Now, might Ohtani be able to avoid Tommy John entirely? Unless the injury is really mild, or unless Ohtani was content to DH full-time on a more permanent basis, the doctors believed it would be difficult for him to return to full form without it.

“It depends on some factors, and that’s the severity of the injury, and location of where the injured ligament was,” Ahmad said when asked about potential alternatives. “Because there are some non-operative choices besides surgery, and we’ve used PRP (platelet-rich plasma injections) in the past with some success. But it has to be a very mild injury.

“The way modern baseball is played now, infielders, outfielders throw with max effort. They just don’t have the same amount of repetitions (as pitchers).”

A new procedure, internal bracing, has also gained popularity, and it can be done in conjunction with or separately from Tommy John surgery.

“If that tear is in a very focal location … you don’t have to re-take out the whole engine and replace it,” Ahmad said. “You can just correct the broken parts.”

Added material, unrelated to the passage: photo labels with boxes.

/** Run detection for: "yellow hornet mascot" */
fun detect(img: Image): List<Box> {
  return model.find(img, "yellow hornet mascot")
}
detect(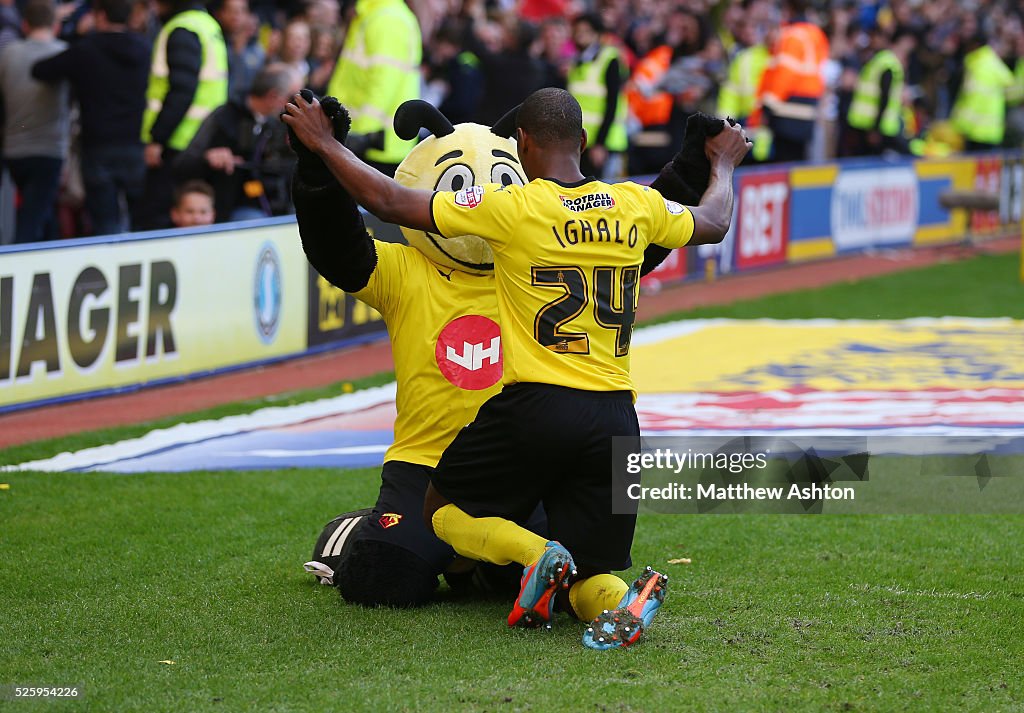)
[291,90,707,609]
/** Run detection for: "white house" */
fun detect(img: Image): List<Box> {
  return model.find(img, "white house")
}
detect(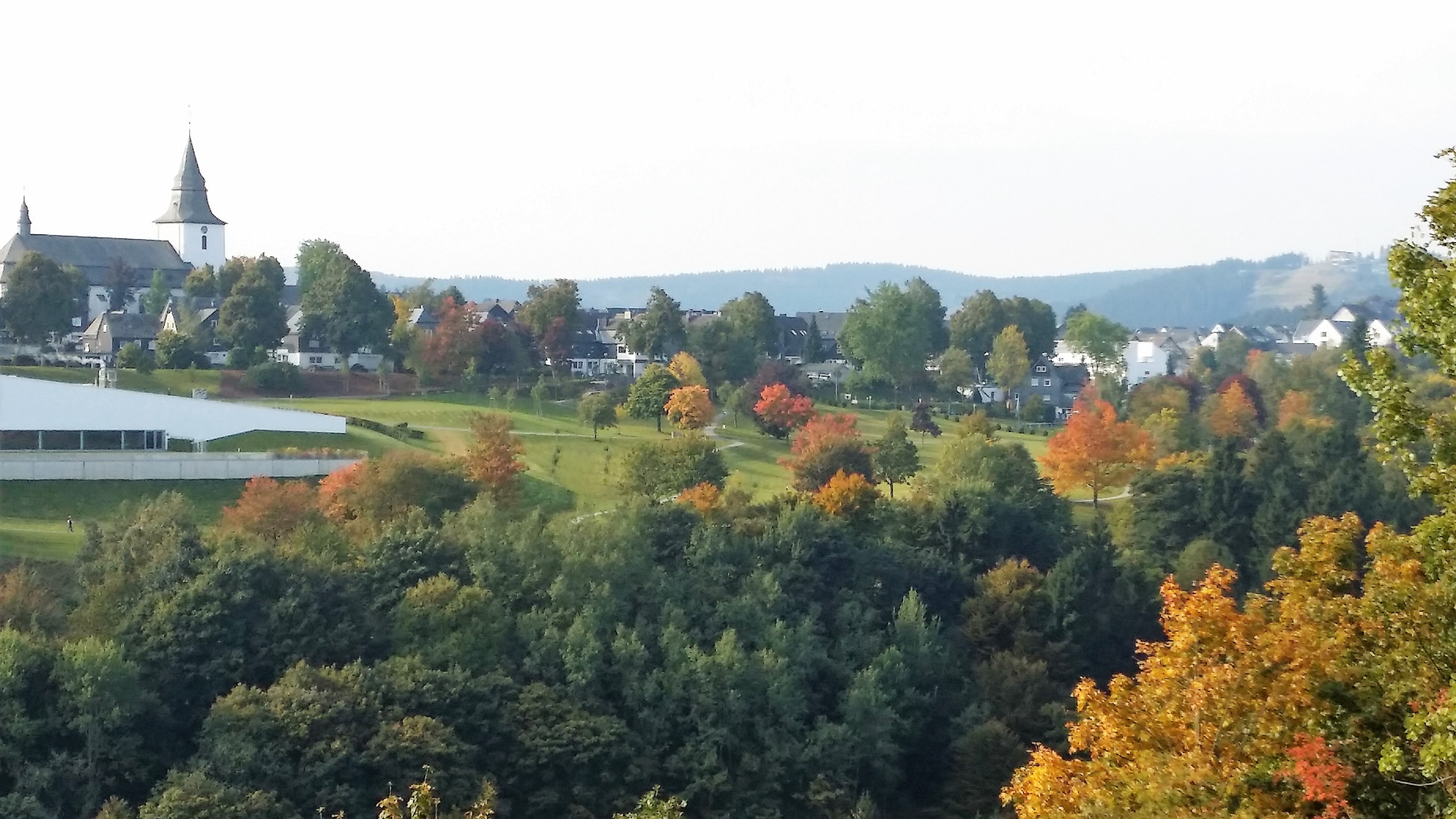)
[1294,313,1395,348]
[0,375,344,450]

But it wouldn’t work in all situations.

“If the tear pattern is such that the whole ligament is damaged — it’s not focal, it’s a diffused tear — they’re not a candidate for it, and they would have a better success rate with a revision Tommy John,” said Ahmad, who in 2016 performed Nathan Eovaldi’s revision. Eovaldi subsequently made two All-Star teams.

Ahmad noted that sometimes players can change the force they put on the elbow to avoid surgery. In an extreme example, someone could become a knuckleball pitcher, he pointed out.

That might be the only intrigue Ohtani’s offseason does not hold.

“Ohtani is an extremely unique player and there is not a sample size to guide and govern what would be the ideal boundaries for safety for him,” Ahmad said. “Every option should be discussed, because it’s unique. And then after you discuss it, that’s where decisions become more clear. Maybe it just doesn’t make sense for him to (hit in 2024), because of his desire to be a pitcher, and he still has lots of baseball ahead of him.”